The Twelve Months: The Story of Marushka and the Wicked Holena
Then she picked another.
"That's enough, Marushka!" September shouted. "Don't pick any more!"
Marushka obeyed at once. Then she thanked the Months politely, bade them good-bye, and hurried home.
Holena and her stepmother were more surprised than ever to see Marushka coming through the snow with red apples in her hands. They let her in and grabbed the apples from her.
"Where did you get them?" Holena demanded.
"High up on the mountain," Marushka answered. "There are plenty of them growing there."
"Plenty of them! And you only brought us two!" Holena cried angrily. "Or did you pick more and eat them yourself on the way home?"
"No, no, my dear sister," Marushka said. "I haven't eaten any, truly I haven't. They wouldn't let me pick any more than two. They shouted to me not to pick any more."
"I wish the lightning had struck you dead!" Holena sneered. "I've a good mind to beat you!"
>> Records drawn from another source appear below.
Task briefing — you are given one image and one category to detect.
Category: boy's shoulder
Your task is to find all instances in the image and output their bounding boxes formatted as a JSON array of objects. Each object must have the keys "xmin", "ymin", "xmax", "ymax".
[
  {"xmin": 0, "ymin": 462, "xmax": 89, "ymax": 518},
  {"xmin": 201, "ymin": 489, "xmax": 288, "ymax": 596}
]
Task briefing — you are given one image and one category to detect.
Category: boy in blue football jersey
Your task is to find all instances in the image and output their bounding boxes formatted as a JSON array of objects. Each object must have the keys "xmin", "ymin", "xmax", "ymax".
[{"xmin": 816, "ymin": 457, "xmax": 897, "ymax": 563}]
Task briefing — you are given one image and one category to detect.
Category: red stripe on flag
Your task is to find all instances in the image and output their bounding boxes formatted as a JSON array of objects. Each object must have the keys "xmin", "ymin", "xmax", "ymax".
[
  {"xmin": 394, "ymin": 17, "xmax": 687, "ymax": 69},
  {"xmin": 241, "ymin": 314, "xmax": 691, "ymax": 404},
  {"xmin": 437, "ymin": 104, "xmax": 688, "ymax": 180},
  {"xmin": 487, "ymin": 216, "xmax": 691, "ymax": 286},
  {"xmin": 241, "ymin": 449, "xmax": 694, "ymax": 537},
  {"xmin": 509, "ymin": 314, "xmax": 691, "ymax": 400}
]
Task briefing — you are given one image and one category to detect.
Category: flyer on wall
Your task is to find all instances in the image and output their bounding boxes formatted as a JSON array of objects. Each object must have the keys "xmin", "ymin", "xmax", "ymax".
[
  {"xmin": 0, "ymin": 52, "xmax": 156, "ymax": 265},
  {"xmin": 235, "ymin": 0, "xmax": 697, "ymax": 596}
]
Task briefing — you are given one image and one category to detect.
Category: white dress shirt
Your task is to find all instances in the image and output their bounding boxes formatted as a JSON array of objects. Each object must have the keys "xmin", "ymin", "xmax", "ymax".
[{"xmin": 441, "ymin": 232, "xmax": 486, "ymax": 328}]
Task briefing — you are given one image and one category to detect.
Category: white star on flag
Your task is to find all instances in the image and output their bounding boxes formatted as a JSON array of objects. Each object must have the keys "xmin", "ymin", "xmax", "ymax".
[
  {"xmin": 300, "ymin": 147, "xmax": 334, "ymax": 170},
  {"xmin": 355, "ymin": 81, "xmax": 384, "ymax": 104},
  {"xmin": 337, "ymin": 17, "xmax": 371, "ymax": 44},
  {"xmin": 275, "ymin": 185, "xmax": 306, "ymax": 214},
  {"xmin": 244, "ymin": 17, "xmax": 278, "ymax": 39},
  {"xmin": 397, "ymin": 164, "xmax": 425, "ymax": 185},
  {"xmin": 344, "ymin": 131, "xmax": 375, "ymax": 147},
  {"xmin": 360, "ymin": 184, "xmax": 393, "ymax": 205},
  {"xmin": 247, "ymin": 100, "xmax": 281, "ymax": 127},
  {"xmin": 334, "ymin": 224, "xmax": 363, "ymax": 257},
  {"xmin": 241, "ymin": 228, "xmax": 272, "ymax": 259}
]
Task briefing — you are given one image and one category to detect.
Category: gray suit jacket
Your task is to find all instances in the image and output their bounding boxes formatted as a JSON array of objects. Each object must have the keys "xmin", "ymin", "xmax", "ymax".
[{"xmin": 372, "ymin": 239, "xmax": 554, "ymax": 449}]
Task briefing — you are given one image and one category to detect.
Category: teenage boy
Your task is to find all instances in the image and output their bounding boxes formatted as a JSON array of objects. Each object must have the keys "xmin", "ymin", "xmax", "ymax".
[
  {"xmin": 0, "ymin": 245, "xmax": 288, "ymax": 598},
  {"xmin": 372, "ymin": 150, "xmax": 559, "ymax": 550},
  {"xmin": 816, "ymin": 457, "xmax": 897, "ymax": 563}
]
After a time the greedy Holena left off her scolding to eat one of the apples. It had so delicious a flavor that she declared she had never in all her life tasted anything so good. Her mother said the same. When they had finished both apples they began to wish for more.
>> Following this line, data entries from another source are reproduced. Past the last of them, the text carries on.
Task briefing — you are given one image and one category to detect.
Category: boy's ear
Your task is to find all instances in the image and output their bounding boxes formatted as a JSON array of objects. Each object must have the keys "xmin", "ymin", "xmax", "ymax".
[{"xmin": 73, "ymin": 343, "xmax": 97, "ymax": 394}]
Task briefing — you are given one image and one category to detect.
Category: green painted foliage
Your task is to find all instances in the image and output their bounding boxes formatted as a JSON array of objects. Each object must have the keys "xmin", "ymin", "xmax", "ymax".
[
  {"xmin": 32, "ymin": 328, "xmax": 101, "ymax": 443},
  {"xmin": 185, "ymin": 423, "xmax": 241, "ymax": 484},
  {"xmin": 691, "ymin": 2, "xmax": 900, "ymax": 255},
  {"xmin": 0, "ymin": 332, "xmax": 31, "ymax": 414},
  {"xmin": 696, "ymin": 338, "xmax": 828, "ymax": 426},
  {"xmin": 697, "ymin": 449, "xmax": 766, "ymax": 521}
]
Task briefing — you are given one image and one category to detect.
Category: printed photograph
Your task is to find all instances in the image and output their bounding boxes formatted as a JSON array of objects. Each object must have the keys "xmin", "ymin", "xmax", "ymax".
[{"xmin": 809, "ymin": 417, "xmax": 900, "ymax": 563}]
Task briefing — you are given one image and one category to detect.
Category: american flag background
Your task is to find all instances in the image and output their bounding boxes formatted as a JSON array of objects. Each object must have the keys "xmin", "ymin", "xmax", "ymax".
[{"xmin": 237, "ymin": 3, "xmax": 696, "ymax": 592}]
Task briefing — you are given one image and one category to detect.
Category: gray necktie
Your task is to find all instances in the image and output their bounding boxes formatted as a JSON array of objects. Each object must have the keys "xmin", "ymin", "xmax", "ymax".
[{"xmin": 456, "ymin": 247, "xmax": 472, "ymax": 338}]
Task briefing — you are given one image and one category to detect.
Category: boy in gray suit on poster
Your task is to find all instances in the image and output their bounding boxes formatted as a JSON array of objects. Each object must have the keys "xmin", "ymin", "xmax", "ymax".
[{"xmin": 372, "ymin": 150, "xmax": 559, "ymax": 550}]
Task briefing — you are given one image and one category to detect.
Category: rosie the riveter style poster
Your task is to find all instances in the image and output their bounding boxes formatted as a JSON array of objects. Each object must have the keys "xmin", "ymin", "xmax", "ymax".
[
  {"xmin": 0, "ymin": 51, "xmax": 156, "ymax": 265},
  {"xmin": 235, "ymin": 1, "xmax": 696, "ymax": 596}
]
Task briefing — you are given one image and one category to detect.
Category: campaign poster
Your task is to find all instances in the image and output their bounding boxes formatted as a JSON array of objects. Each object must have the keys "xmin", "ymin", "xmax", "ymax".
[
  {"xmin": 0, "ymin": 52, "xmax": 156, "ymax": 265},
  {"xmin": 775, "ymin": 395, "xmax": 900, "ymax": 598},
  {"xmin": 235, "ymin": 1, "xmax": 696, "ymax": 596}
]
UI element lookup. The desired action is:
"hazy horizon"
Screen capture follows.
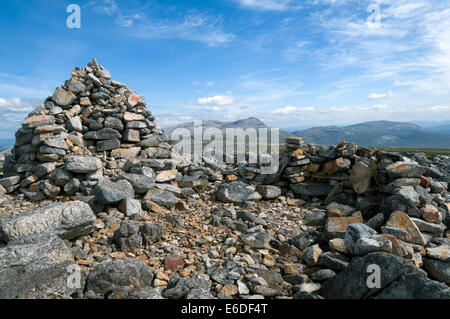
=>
[0,0,450,137]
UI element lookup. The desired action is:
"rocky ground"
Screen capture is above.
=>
[0,60,450,299]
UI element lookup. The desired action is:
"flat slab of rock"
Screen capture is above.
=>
[144,187,178,208]
[65,156,102,173]
[94,180,134,205]
[0,201,96,243]
[86,258,153,296]
[319,252,450,299]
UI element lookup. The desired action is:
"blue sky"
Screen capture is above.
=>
[0,0,450,138]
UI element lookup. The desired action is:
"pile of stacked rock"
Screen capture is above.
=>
[216,138,450,292]
[0,60,450,299]
[0,59,177,201]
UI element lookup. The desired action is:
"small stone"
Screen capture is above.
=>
[386,211,426,246]
[123,129,141,143]
[123,112,145,122]
[119,198,142,217]
[94,180,134,205]
[155,169,178,183]
[301,244,323,266]
[220,284,238,296]
[164,257,185,270]
[52,88,77,107]
[420,204,440,223]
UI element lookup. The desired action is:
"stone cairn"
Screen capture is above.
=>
[1,59,186,203]
[0,59,450,299]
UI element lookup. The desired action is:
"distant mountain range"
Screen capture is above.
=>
[292,121,450,148]
[164,117,292,144]
[164,117,450,148]
[0,117,450,152]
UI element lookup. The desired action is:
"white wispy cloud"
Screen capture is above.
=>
[85,0,235,46]
[272,105,315,115]
[232,0,302,11]
[0,97,40,114]
[196,95,235,106]
[367,91,392,100]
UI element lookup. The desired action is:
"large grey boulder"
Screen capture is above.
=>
[122,173,155,194]
[86,258,153,297]
[0,233,77,299]
[113,220,142,253]
[0,201,96,243]
[344,224,392,255]
[94,180,134,205]
[423,258,450,285]
[319,252,450,299]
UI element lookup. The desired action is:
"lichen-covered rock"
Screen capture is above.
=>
[0,201,96,242]
[0,233,77,299]
[86,258,153,297]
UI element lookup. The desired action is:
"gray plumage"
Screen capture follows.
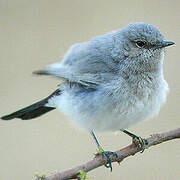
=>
[1,23,174,131]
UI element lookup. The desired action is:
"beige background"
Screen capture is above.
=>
[0,0,180,180]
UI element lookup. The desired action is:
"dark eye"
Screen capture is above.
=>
[136,41,146,48]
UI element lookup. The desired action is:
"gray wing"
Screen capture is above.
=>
[34,34,117,87]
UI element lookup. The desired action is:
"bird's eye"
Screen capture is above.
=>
[136,41,146,48]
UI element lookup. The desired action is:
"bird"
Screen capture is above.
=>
[1,22,174,171]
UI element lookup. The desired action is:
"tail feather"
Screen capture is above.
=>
[1,89,60,120]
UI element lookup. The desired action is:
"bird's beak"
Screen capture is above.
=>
[158,41,175,48]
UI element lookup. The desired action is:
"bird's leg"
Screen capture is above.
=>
[91,131,118,171]
[121,129,148,153]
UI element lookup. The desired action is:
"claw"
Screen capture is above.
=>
[133,136,148,153]
[97,146,118,171]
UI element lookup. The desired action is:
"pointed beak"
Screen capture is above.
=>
[158,41,175,48]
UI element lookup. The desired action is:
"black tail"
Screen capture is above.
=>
[1,89,61,120]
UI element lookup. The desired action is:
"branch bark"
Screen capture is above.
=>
[36,128,180,180]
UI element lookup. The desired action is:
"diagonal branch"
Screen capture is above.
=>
[36,128,180,180]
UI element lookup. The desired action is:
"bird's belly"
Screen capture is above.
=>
[56,82,167,131]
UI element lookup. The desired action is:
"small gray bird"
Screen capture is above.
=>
[1,23,174,170]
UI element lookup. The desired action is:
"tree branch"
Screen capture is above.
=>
[36,128,180,180]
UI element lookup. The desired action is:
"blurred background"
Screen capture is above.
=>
[0,0,180,180]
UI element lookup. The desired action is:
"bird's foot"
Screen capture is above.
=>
[133,135,148,153]
[96,146,118,171]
"Mother," Holena said, "go get me my fur cloak. I'm going up the mountain myself. No use sending that lazy little slattern again, for she would only eat up all the apples on the way home. I'll find that tree and when I pick the apples I'd like to see anybody stop me!"
The mother begged Holena not to go out in such weather, but Holena was headstrong and would go. She threw her fur cloak over her shoulders and put a shawl on her head and off she went up the mountain side.
All around the snow lay deep with no track of man or beast in any direction. Holena wandered on and on determined to find those wonderful apples. At last she saw a light in the distance and when she reached it she found it was the great fire about which the Twelve Months were seated.
At first she was frightened but, soon growing bold, she elbowed her way through the circle of men and without so much as saying: "By your leave," she put out her hands to the fire.